Marina Manda Lembranças
Debruço-me sobre o acontecido, porque vários elementos contribuíram para dar-lhe um desfecho diferente do costumeiro.
Astros assediando subalternas não são nenhuma novidade. Nas grandes emissoras, nos grandes teatros, nos estúdios de cinema, os machos alfa da direção, da produção e do palco sempre se consideraram no direito de avançar sobre as jovens dos escalões inferiores. Faziam sua escolha no farto material disponível, e atacavam. Era norma universal. Que o Brasil adotou, contente de fazê-la sua.
Mas uma ruptura acaba de acontecer.
Fatos históricos não dependem somente das suas personagens. Dependem, em grande parte, das circunstâncias. E as circunstâncias que circundam esse fato são novas e especiais.

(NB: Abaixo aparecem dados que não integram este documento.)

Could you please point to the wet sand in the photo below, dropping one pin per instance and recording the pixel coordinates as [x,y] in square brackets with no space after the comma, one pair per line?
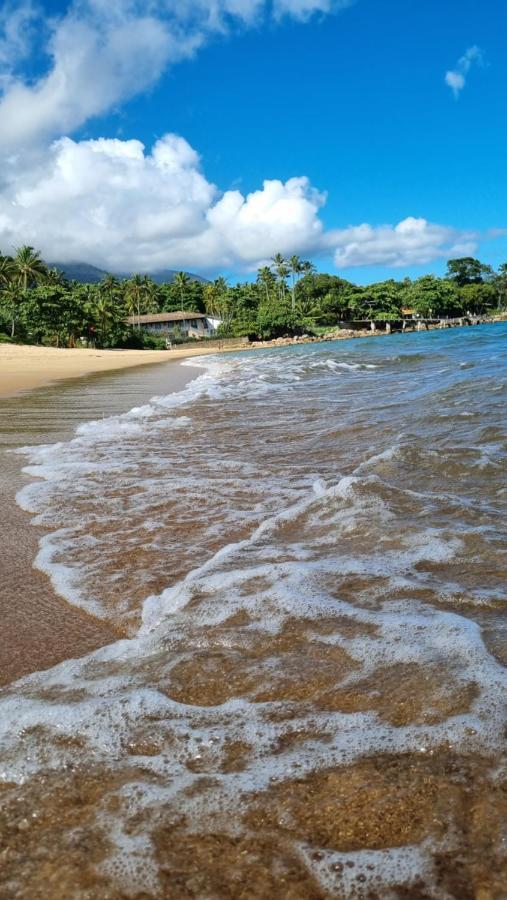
[39,629]
[24,367]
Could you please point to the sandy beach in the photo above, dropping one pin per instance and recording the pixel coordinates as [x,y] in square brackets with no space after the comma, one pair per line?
[39,628]
[23,367]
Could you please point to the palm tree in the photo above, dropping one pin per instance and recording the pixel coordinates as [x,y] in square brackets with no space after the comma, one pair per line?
[133,297]
[140,292]
[30,267]
[296,268]
[181,281]
[265,278]
[281,269]
[25,270]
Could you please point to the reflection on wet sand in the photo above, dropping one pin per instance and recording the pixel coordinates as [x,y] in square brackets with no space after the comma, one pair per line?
[310,702]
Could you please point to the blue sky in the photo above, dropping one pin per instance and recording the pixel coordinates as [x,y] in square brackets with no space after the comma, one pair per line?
[353,100]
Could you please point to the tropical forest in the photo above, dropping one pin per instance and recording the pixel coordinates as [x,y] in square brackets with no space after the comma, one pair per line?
[289,297]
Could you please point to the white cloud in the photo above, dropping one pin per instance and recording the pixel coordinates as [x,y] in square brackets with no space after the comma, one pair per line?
[456,78]
[102,52]
[111,203]
[413,242]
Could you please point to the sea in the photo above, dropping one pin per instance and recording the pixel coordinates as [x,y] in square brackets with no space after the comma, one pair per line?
[303,554]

Vivemos tempos de Lava Jato. No país que tenta se passar a limpo, as grandes empresas fazem questão de mostrar seu bom comportamento, seu respeito aos funcionários, sua aderência às questões sociais. Onde ontem bastaria uma reprimenda quase amigável, hoje faz-se necessário vir a público com ações claras e eloquentes. Quanto maior a empresa, mais está sendo instada a demonstrar sua lisura.
Vivemos tempos de redes sociais. As notícias e as indignações não viajam mais através do boca a boca discreto e de curto alcance. Ontem, o malfeito ficaria limitado aos cochichos de corredor, abafado nos cantos da emissora, e calado pelo medo das consequências. Até fazer-se poeira e sumir. Hoje, tudo foi alardeado através de fotos e hashtags, os não funcionários da emissora não precisaram temer a demissão, a voz de cada um foi multiplicada infinitas vezes, a indignação ganhou volume nacional.

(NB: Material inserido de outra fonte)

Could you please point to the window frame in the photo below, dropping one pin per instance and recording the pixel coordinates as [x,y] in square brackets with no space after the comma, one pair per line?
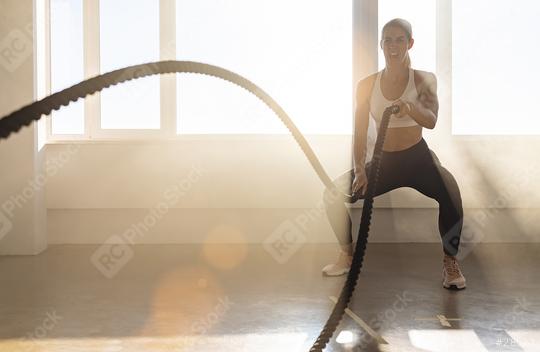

Vivemos tempos de pedidos de perdão. O arrependimento individual tornou-se insuficiente. Há que fazê-lo público. Aquilo que sempre foi tradição no Japão, tornou-se obrigação universal. Líderes de governo vêm frente às câmaras ou frente ao povo pedir desculpas, François Fillon candidato francês às próximas eleições, pediu desculpas publicamente por ter empregado familiares, no Brasil a Odebrecht fez anúncios na imprensa pedindo perdão pelos ilícitos cometidos. Para ser perdoado, ou não, é preciso pedir.

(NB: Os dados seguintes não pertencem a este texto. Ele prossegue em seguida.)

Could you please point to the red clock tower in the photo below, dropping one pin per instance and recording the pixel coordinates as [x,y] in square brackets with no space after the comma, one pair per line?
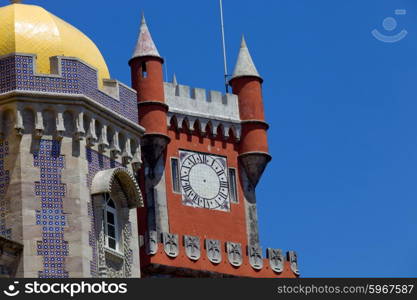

Vivemos tempos de retomada feminista. Várias atrizes globais são ativistas de movimentos sociais. Autoras de novela têm comprometimento contra o assedio sexual. As mulheres sabem que sua maior força está na união. E a união delas em favor da figurinista assediada ajudou a definir a solução,
Os tempos guiam o desenvolver dos fatos.
No passado, José Mayer não teria feito a carta aberta em que pede desculpas. Tantos não fizeram nada semelhante, embora tendo cometido idêntico crime. Mayer, aliás, não demonstrava arrependimento algum na sua primeira declaração, quando disse que a moça confundiu o interprete com a personagem. Hoje, entretanto, podemos crer que a carta tenha sido exigência da emissora, e que da sua elaboração tenha participado um advogado.
Os tempos nos conduzem. Mas somos nós, com nossos gestos e nosso querer, que fabricamos os tempos.